A diverse and enticing TS-453 range
So, if you absolutely must have Thunderbolt 3, but also a 10 Gb/s connection and NVMe slots, the TS-453TB3 will undoubtedly be a NAS of choice. In any case, it will be the most affordable of the QNAP range to offer these features, absent from the competition.
If you have smaller needs, the rest of the TS-453 range may appeal to you. There are indeed variations for all tastes, with the same functionalities and the same platform, which allows to obtain a similar level of performance.
The TS-453B-4G will certainly cost 600 euros, but for that price it will have a USB Type-C connector with direct connection, in addition to all the other high-end little touches. Those wanting better performance can use a PCIe/USB adapter, and or a little more memory and compose their NAS to the card.

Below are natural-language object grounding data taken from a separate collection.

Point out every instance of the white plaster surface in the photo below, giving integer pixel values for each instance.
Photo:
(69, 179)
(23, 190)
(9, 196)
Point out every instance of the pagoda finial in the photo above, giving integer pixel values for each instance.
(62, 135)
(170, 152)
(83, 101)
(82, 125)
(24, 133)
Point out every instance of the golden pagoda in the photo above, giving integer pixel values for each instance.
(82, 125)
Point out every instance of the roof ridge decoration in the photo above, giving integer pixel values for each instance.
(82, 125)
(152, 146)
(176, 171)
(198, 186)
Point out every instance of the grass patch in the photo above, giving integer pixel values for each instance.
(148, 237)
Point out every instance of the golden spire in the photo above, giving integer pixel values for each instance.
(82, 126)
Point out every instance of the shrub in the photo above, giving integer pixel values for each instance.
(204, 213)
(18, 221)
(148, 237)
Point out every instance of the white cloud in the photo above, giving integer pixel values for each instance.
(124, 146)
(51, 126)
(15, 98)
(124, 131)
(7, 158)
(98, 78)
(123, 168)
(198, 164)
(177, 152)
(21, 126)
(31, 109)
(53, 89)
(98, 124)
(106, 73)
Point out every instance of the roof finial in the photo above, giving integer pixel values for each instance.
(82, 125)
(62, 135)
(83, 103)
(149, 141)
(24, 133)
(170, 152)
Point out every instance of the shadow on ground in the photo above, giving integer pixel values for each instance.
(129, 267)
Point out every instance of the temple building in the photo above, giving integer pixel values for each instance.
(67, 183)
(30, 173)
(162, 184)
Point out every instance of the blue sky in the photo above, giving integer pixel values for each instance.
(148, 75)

An appreciable practice, even if it multiplies the references. At least, those who want a full four-bay NAS don’t have to limit themselves to one choice made by the QNAP teams, having to look to completely different models when they just want an evolution in connectivity.
As always, we only regret the presence of a processor from the Atom range in products that exceed 500 euros and offer virtualization features, performance being then limited by the low capacities of the chip. A long-standing practice among NAS manufacturers, which is hoped to end eventually, unless low TDP CPUs eventually get better.